At the 7.8 mile point from Highway 275 turn left onto FR-108, aka the Wooden Shoe Road.

Continue for another 2.1 miles and turn right just past the Peavine trailhead continuing to follow FR-108. The sign at this junction points you in the direction of Dry Mesa.

From there stay on FR-108 as it wraps around the head of Cherry Canyon and travels out across Dry Mesa where there is at least one nice overlook of Wooden Shoe Canyon. At the 25.4 mile point turn left onto FR-5133 and continue another 0.7 miles to the trailhead. The drive is long and dusty but the scenery along the way is incredible. The road is very narrow with a precipitous drop off as it passes above Cherry Canyon. Under ideal conditions it doesn't require a high clearance vehicle but I can't imagine not having 4wd available whether you use it or not. Dry Mesa is very remote with no cellphone service so if you get stuck or break down you are looking at a very long hike to find help.

At the end of FR-5133 you will find an official trailhead with a register for visitors to sign and a nice plaque with information about the Doll House and a reminder that it is illegal to dig around, damage or remove anything from the site.

The Doll House is below the rim in a small alcove. The trail is semi-primitive but it is maintained and has a few small improvements to control erosion and such. Casual hikers might consider it steep but after the long drive getting there the short remaining distance to the ruin will be inconsequential to most.
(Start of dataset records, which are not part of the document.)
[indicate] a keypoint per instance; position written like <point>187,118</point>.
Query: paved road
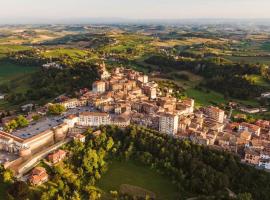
<point>29,164</point>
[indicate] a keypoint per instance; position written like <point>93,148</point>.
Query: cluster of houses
<point>123,97</point>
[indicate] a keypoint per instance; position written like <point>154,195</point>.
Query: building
<point>57,156</point>
<point>215,113</point>
<point>73,103</point>
<point>71,120</point>
<point>252,156</point>
<point>253,129</point>
<point>79,137</point>
<point>2,96</point>
<point>168,123</point>
<point>94,119</point>
<point>30,140</point>
<point>99,87</point>
<point>38,176</point>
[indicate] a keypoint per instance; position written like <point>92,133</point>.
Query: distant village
<point>124,97</point>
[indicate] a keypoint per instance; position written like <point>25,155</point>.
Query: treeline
<point>49,83</point>
<point>197,171</point>
<point>220,76</point>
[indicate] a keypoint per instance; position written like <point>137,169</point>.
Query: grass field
<point>258,80</point>
<point>17,77</point>
<point>203,98</point>
<point>249,59</point>
<point>10,71</point>
<point>129,172</point>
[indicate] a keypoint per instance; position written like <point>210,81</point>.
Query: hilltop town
<point>124,97</point>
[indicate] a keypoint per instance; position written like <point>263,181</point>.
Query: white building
<point>168,123</point>
<point>264,163</point>
<point>71,120</point>
<point>94,119</point>
<point>215,113</point>
<point>99,86</point>
<point>73,103</point>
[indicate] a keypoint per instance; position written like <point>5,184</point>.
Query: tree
<point>22,121</point>
<point>56,109</point>
<point>244,196</point>
<point>19,190</point>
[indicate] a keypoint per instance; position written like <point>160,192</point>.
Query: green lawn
<point>10,71</point>
<point>204,98</point>
<point>129,172</point>
<point>17,77</point>
<point>249,59</point>
<point>258,80</point>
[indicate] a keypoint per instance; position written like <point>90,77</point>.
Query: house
<point>2,96</point>
<point>79,137</point>
<point>38,176</point>
<point>94,119</point>
<point>252,156</point>
<point>215,113</point>
<point>265,95</point>
<point>253,129</point>
<point>264,163</point>
<point>57,156</point>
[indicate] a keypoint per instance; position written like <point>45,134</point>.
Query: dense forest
<point>227,78</point>
<point>197,171</point>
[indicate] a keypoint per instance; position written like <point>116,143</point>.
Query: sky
<point>132,9</point>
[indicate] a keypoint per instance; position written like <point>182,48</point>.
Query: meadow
<point>136,174</point>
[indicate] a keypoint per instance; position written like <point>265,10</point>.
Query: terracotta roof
<point>94,114</point>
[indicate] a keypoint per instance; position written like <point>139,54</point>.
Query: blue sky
<point>135,9</point>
There are one or two spots as you head down to the alcove where you can catch a glimpse of the near perfect ruin through the trees.
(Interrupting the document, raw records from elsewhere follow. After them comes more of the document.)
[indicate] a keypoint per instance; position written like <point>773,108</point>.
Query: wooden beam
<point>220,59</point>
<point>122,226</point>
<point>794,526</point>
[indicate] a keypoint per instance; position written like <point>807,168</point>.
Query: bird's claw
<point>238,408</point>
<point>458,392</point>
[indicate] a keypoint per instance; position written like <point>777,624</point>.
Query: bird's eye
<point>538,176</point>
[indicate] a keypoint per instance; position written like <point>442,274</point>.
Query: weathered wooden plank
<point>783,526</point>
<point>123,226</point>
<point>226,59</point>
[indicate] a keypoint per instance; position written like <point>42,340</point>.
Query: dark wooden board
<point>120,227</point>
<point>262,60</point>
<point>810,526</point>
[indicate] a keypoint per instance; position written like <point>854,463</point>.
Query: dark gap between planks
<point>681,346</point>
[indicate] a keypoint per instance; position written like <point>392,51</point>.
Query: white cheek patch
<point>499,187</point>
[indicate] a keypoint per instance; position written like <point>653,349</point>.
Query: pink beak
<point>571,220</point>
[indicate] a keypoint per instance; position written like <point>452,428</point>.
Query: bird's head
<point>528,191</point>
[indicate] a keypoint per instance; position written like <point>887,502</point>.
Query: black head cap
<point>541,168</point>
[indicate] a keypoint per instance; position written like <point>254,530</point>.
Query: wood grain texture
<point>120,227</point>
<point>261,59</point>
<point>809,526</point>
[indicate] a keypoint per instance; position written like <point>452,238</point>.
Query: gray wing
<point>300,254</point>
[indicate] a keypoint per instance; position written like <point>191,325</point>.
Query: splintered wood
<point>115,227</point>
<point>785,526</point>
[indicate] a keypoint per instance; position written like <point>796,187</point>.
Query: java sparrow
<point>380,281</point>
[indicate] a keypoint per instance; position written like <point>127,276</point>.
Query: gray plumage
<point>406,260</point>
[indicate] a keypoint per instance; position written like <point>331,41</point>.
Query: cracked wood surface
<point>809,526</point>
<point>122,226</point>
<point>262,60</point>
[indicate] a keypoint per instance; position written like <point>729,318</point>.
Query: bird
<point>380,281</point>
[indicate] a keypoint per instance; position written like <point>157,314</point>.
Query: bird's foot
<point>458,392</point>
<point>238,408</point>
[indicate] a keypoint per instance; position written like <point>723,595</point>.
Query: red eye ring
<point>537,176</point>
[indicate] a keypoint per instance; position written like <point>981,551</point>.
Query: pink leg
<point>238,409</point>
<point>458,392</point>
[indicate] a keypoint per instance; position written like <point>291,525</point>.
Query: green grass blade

When you get down to the wash below the ruin keep an eye out for poison ivy. There isn't any right on the main trail but one of the alternate routes goes right through a patch. Remember that if someone else walked through the poison ivy that they will have spread the oil onto other plants that they came into contact with.
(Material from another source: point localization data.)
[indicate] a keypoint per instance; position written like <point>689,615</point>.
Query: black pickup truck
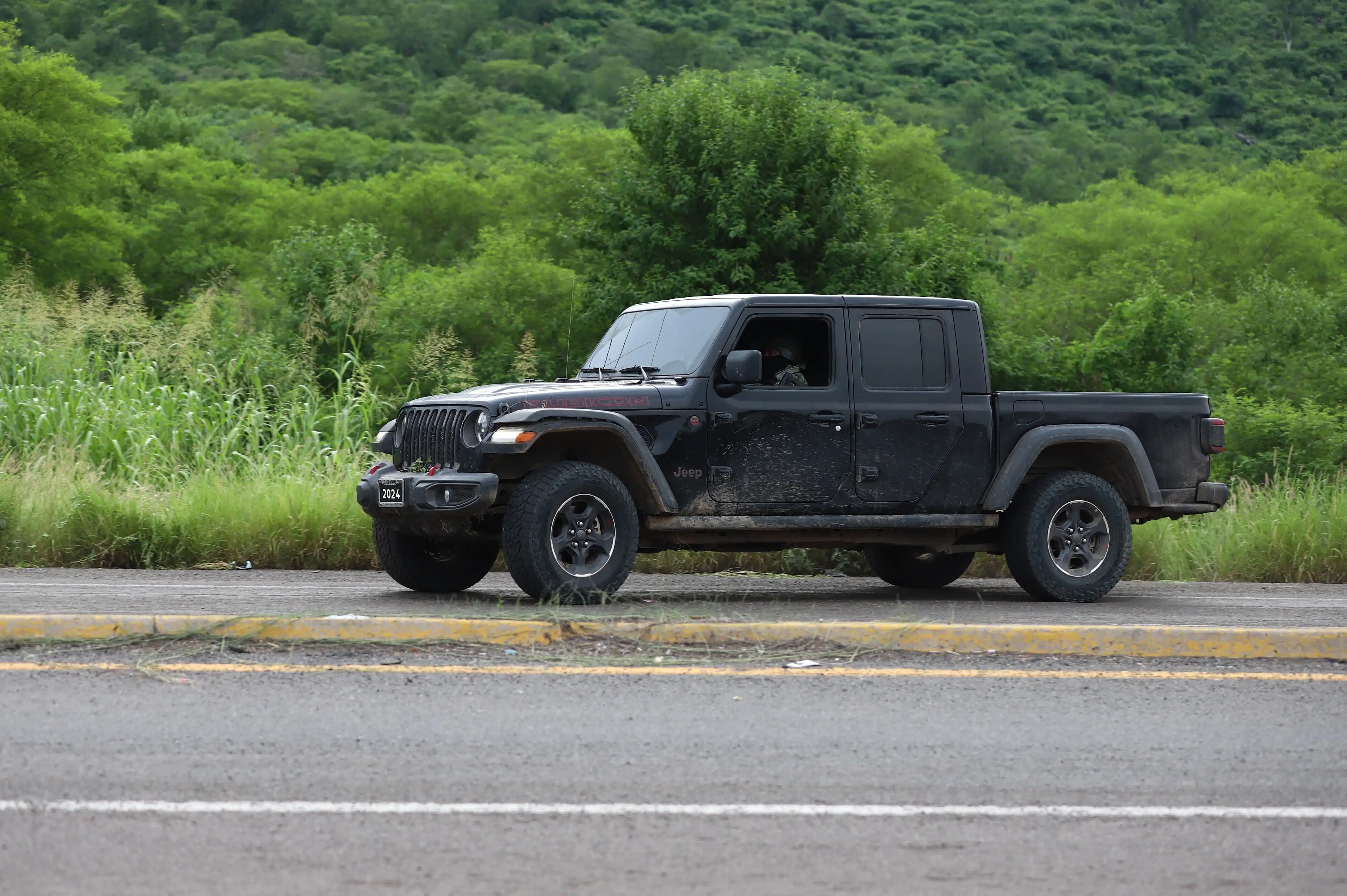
<point>764,422</point>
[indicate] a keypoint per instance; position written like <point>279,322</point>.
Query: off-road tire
<point>426,565</point>
<point>527,535</point>
<point>914,568</point>
<point>1027,537</point>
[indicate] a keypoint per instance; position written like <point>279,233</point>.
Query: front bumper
<point>447,494</point>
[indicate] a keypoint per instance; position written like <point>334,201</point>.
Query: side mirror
<point>744,367</point>
<point>383,442</point>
The sign at the trailhead mentions that contrary to its name the Doll House was actually more of a large corn bin and not a structure in which anyone lived. It appears there may have been a room or porch at one time beneath the overhanging poles that protrude from the roof.

Be especially careful not to lean on the walls. Do not enter the structure and stay off of the roof. We usually take note of trees that have been cut down to ascertain whether they may have been cut with stone tools or modern saws. Studying the cut ends of the poles in the roof should give an idea of what the stump they were cut form would look like. They used chinking stones in the construction and most of the main stones have very flat surfaces that probably provide the stability that has kept the ruin intact these many years.

There is another alcove right next to the Doll House that has a small wall of stacked stones without any cement to hold them together. It would have been nice to take the time to explore further down the canyon to see whether the main canyon could easily be reached and what secrets it might hold. The Doll House itself is a spectacular structure that is so well preserved it may not be proper to refer to it as a ruin except in the general sense. If you would like to see it for yourself then all you have to do is go for an adventuresome drive and 'Take a hike'.